Today's sales teams are overburdened with information to be successful. In an ever-changing marketplace, buyers have evolved but sales teams haven't. The result? Sales enablement and operations teams create more content and provide more information to sales teams who just don't have time to sort through it all.
Customers want experts who can continually offer ideas, insights, and information to address their biggest problems. They also need forward-thinking guidance on how to stay on top of their game. By creating agile selling teams, sales leaders can expedite the learning process, improve their teams' ability to meet customer needs, and succeed at locking in new business.

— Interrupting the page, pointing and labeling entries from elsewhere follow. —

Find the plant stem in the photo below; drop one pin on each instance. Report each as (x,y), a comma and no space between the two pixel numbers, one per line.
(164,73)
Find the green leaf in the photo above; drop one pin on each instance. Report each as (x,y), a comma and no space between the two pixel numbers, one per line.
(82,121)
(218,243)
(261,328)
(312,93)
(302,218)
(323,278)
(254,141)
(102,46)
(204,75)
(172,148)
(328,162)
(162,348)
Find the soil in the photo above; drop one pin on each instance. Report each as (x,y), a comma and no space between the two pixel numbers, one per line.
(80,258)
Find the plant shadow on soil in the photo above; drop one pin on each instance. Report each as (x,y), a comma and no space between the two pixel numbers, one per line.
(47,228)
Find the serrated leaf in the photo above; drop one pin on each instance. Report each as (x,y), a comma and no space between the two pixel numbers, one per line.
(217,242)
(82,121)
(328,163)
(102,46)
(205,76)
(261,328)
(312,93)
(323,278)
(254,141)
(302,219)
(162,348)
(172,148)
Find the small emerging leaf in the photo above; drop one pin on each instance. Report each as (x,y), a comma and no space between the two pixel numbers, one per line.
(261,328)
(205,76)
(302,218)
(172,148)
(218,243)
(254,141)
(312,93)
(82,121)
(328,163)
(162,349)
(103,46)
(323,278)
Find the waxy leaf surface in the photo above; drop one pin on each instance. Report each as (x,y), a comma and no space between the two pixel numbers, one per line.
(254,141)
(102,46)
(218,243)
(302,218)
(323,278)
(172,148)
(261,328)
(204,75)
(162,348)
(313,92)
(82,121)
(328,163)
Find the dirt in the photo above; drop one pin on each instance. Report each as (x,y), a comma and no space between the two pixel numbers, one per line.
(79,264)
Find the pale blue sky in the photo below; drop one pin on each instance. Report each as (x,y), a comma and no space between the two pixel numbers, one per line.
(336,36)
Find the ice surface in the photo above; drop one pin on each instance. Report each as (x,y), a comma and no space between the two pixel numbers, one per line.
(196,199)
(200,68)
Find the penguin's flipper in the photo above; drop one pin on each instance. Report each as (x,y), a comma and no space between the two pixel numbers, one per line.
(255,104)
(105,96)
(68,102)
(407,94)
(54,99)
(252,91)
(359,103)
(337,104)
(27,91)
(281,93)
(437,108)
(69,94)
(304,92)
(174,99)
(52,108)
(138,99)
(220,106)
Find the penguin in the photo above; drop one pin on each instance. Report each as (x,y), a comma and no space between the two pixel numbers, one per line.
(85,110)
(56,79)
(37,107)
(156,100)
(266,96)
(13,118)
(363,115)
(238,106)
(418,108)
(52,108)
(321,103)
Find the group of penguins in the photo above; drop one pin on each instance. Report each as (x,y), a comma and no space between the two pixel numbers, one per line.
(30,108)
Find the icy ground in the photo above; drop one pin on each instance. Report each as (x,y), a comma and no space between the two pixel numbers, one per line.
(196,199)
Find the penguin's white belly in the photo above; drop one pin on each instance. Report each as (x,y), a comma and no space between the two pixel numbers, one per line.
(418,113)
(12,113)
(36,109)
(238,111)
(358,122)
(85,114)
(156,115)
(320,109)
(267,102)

But how do sales leaders help new hires quickly gain the depth of knowledge required to be an invaluable resource? How do they shorten the onboarding time so that new hires are up-to-date on the industry trends that could be impacting their customer's business?
The key is in agile selling.
As Jill Konrath presented at Qvidian's recent Connect conference, agile selling is learning how to quickly assimilate new information in a selling situation and pick up and adapt new sales skills to execute effectively. To accomplish this, reps need to adapt to a learning sequence where they prioritize new information when presented with a new selling situation. For example if there is a new market a company wants to break into, reps know to learn the major players first, then read specific publications to get to know major issues. By looking for companies with specific characteristics and the right contacts, they can determine when to reach out and how. They are learning to master one piece of information at a time, and should continue to do so for a set time every day.

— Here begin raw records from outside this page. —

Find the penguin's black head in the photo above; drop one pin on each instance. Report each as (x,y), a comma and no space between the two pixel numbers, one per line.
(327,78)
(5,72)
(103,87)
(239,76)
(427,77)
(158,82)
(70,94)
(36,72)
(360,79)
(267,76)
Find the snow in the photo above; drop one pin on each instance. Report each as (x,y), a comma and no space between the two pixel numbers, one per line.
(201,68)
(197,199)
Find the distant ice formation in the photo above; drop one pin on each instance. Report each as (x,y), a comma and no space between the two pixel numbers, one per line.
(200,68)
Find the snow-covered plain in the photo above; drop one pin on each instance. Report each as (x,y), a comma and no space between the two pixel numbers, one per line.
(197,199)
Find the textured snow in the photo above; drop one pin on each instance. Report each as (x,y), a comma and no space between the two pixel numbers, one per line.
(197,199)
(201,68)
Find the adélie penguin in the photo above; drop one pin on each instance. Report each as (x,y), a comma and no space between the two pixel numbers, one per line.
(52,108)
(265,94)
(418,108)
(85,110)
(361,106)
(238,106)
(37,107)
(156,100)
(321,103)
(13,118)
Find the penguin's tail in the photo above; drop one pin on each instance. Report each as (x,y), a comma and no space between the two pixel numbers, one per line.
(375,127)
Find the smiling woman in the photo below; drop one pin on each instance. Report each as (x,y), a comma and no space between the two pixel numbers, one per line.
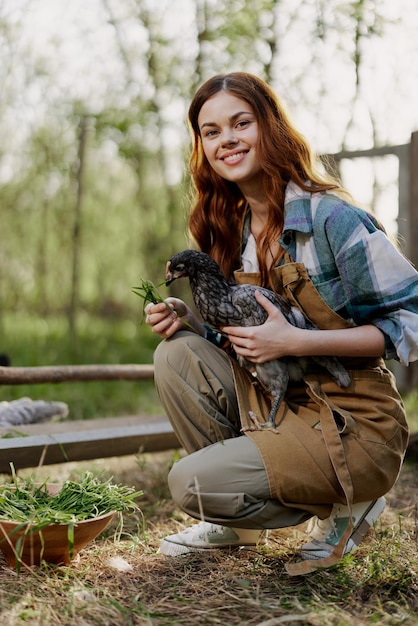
(258,184)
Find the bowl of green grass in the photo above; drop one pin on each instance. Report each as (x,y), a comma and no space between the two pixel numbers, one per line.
(53,522)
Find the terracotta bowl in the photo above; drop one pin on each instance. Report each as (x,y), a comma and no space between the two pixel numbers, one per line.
(51,543)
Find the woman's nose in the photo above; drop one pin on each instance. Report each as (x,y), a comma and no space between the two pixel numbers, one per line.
(229,139)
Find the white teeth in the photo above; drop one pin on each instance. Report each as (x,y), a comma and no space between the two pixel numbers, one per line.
(234,157)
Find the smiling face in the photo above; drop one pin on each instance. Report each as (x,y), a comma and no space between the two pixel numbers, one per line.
(229,133)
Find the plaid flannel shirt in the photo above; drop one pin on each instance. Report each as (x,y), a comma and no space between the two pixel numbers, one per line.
(356,269)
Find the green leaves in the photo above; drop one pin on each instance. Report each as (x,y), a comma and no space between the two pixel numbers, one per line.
(24,501)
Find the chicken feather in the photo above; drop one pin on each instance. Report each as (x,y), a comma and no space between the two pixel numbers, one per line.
(222,303)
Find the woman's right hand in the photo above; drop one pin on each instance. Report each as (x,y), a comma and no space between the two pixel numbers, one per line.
(166,318)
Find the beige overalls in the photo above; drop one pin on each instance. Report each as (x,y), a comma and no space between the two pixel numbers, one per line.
(330,444)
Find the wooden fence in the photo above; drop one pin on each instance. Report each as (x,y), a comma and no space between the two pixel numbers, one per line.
(33,445)
(42,444)
(407,222)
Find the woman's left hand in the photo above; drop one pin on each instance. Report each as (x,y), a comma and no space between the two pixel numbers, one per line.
(271,340)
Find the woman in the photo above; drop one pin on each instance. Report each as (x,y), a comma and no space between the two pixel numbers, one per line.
(269,216)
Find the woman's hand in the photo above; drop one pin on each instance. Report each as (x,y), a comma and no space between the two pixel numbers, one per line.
(277,338)
(168,317)
(271,340)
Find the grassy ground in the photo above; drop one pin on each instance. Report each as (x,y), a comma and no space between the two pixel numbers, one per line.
(121,580)
(32,342)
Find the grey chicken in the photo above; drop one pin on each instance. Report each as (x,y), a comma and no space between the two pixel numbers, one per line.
(28,411)
(222,303)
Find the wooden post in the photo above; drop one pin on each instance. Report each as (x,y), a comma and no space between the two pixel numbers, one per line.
(413,230)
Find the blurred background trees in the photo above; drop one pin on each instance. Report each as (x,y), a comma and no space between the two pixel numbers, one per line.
(94,190)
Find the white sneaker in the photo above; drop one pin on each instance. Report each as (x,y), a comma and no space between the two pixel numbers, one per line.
(325,534)
(207,536)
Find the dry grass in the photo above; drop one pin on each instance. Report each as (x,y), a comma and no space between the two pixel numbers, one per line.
(121,580)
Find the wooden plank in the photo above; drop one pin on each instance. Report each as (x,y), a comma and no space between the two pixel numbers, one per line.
(84,440)
(73,373)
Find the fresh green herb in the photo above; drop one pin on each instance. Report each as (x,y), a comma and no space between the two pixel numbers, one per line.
(23,500)
(149,292)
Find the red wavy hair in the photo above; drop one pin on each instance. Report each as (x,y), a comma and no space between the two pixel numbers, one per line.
(219,208)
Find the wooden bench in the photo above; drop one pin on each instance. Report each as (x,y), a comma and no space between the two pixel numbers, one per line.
(48,443)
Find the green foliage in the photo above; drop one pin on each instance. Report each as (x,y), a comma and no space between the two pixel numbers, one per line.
(31,341)
(24,500)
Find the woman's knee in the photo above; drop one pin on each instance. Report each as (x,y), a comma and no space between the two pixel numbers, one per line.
(179,483)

Sequencing the learning for sales reps is paramount to creating agile sellers. The "fire hose" approach to onboarding and training is no longer viable. Skills training is important, as is product knowledge, positioning, and many additional elements a rep is inundated with during onboarding and beyond. This approach, however, is akin to downloading a video without enough bandwidth-it just ends up choking and only getting pieces of information across. Sequencing activities mitigates this and allows sales teams to be the agile sellers who buyers want.
Learning to let go is another invaluable skill in sales that can promote sales agility. For example, stalled deals in the pipeline distract sales reps from focusing on the deals that have greater opportunity to close. By letting go of those deals to free up the mind, sellers can pursue new prospects or move real deals forward faster. Purging the pipeline keeps reps agile.
There are sales execution solutions today that can help organizations support agile selling by providing information to reps in the context of their situation at just the right time. In doing so, reps consume just what they need when they need it, freeing up their minds to think about and solve customer problems. Customers are expecting sales teams to add greater value to the buying experience. Too much information burdens reps by cluttering their minds nd rendering them unable to think creatively for customers.
It's simple: If reps aren't able to add value for customers, they will lose the deal. Reinforcing agile selling prepares salespeople when they engage a customer. Sales execution can help organizations adapt to this ongoing process so that studying, growing, and adjusting becomes a regular part of everyday business.